Kedua tulisan di atas membahas mengenai mutasi dan juga PHK oleh perusahaan yang kemudian menimbulkan sengketa. Namun lagi-lagi ditegaskan bahwa dari dua tulisan tersebut belum ada yang membahas mengenai perbedaan putusan hakim atas perkara yang displitsing pada kasus PHK karena mutasi.
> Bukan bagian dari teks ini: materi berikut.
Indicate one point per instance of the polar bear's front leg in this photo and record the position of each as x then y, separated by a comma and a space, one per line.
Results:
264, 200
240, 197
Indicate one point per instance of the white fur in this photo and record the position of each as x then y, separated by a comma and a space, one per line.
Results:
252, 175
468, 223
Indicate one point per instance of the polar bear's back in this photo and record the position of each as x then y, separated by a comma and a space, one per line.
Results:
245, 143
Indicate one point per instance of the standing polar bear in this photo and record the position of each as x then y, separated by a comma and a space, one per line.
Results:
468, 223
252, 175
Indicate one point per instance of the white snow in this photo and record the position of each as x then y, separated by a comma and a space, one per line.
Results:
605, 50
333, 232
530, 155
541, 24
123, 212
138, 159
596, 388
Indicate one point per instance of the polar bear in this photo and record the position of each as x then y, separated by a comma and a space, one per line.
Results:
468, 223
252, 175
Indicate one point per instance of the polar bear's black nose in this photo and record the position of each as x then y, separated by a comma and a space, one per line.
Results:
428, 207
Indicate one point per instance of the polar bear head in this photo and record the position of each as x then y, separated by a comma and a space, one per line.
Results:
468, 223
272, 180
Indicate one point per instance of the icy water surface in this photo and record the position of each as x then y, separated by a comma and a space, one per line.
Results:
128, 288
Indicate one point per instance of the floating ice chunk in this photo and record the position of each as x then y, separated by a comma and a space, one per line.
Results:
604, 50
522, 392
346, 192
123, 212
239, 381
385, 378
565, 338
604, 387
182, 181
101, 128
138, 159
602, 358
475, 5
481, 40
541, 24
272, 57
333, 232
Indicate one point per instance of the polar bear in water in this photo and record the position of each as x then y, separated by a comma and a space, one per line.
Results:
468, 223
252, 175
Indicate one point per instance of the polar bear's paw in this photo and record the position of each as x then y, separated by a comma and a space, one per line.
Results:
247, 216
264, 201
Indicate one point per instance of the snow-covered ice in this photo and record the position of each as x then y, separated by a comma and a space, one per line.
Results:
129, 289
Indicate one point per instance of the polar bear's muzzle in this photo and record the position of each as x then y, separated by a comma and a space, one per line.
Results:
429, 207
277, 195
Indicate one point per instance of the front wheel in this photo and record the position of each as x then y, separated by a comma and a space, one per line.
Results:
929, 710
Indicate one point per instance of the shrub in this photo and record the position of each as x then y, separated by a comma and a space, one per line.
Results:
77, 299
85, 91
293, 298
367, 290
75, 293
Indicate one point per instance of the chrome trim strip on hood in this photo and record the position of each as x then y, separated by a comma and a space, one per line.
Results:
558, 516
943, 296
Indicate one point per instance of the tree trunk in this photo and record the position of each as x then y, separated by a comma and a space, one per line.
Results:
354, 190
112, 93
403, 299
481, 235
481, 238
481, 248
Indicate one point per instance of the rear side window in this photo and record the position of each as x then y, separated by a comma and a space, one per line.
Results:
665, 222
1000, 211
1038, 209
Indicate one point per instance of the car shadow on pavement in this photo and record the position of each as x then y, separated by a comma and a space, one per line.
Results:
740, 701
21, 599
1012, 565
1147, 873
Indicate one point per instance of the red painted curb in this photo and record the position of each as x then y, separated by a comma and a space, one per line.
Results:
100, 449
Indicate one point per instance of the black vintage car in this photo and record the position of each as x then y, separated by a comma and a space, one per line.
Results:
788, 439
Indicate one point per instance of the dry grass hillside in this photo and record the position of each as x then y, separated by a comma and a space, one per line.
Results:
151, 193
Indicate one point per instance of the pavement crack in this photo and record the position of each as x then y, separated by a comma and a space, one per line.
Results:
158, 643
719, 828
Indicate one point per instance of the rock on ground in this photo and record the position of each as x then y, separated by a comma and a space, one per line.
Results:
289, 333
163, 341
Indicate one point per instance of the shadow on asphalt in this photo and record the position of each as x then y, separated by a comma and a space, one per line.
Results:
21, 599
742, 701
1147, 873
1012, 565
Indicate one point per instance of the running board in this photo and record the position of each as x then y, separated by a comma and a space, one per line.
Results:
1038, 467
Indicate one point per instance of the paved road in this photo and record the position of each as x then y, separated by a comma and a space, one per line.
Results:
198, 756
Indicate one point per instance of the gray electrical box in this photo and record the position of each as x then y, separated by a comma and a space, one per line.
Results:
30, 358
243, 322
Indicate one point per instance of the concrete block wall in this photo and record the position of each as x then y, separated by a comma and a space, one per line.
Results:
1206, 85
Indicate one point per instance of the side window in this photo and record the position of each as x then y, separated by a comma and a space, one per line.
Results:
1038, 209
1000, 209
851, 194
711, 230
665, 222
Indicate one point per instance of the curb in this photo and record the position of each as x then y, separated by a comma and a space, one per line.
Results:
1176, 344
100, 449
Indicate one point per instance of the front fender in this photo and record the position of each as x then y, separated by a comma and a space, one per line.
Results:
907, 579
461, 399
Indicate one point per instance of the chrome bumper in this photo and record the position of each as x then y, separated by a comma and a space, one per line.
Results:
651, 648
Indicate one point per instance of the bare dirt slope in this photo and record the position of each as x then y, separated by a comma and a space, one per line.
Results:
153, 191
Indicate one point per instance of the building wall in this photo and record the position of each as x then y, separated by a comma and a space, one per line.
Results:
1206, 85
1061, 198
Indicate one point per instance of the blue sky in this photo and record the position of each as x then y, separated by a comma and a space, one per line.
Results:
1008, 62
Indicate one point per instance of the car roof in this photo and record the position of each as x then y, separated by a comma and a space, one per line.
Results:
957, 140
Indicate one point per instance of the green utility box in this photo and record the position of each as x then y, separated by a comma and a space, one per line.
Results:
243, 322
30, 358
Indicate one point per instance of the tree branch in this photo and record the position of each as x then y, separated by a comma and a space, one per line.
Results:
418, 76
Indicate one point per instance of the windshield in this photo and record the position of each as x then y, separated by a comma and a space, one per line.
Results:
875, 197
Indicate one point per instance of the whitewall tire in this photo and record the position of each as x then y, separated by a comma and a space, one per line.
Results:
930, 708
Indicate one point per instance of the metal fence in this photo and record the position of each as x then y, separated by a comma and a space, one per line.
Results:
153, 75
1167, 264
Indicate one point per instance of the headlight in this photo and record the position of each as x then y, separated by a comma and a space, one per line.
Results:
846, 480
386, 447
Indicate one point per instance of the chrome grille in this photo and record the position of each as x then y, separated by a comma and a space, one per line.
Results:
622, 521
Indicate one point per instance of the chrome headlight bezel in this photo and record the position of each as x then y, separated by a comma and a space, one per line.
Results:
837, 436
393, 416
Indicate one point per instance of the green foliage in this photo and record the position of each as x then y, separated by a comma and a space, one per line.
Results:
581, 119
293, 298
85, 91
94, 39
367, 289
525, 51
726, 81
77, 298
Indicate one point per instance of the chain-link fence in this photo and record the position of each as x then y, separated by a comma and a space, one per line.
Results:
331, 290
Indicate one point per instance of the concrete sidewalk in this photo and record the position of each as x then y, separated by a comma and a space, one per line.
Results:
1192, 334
Penelitian ini bertujuan untuk menganalisis dua pokok persoalan yakni mengenai keabsahan mutasi dan PHK oleh PT. Indo Batam Ekatama serta dasar hukum Majelis Hakim dalam memutus hubungan kerja. Selain itu penulisan juga bertujuan menganalisis mengenai perbedaan putusan hakim akibat splitsing serta pembahasan mengenai keabsahan splitsing pada hukum ketenagakerjaan. Oleh karenanya, tulisan ini akan dibagi menjadi dua bahasan. Pertama akan menjawab keabsahan mutasi dan PHK yang dilakukan oleh PT. Indo Batam Ekatama serta menganalisis dasar hukum Majelis Hakim dalam memutus hubungan kerja. Kedua, menganalisis perbedaan putusan hakim akibat splitsing serta kajian mengenai splitsing pada hukum ketenagakerjaan itu sendiri ditinjau dari teori keadilan dan teori hukum progresif.
-
2. Metode Penelitian
Adapun metode yang digunakan dalam penelitian ini ialah dengan menggunakan penelitian hukum normatif. Metode ini digunakan dengan tujuan melihat adanya kekosongan norma dalam splitsing pada perkara ketenagakerjaan juga penerapan hukum yang tepat pada PHK yang terjadi di PT. Indo Batam Ekatama. Pendekatan dalam metode penelitian ini yakni pendekatan the statute approach atau perundang-undangan dan conseptual approach atau pendekatan konseptual.4 Bahan hukum yang digunakan dalam penelitian ini yakni UUD NRI 1945 dan peraturan perundang-undangan yang berlaku. Adapun teknik pengumpulan bahan hukum menggunakan studi kepustakaan dengan menggunakan analisis kualitatif.
-
3. Hasil dan Pembahasan
-
3.1. Pemutusan Hubungan Kerja Sepihak Akibat Menolak Mutasi oleh PT. Indo Batam Ekatama ditinjau dari Undang-Undang Nomor 13 Tahun 2013 tentang Ketenagakerjaan
-
Perselisihan terjadi disebabkan pekerja atau buruh menolak untuk dimutasi dan kemudian diPHK dengan alasan mangkir kerja. Setidaknya terdapat dua komponen pertama yang patut dikaji yakni mengenai apakah mutasi dan PHK yang dilakukan PT. Indo Batam Ekatama telah sesuai dengan peraturan perundang-undangan yang berlaku atau tidak. Ketentuan mengenai mutasi diatur dengan delapan pasal dalam Bab IV Penempatan Tenaga Kerja pada UU Ketenagakerjaan bahwa penempatan tenaga kerja dilaksanakan berdasarkan asas terbuka, obyektif, serta adil, dan setara tanpa diskriminasi. Dapat diartikan bahwa mutasi dilakukan dengan memberikan informasi baik secara tertulis maupun lisan kepada para pekerja secara terbuka perihal jenis pekerjaan yang akan dilakukan di perusahaan baru, berikut upah beserta jam kerjanya. Selain itu, mutasi juga harus dilakukan dengan objektif dalam artian harus sesuai dengan kemampuan pekerja.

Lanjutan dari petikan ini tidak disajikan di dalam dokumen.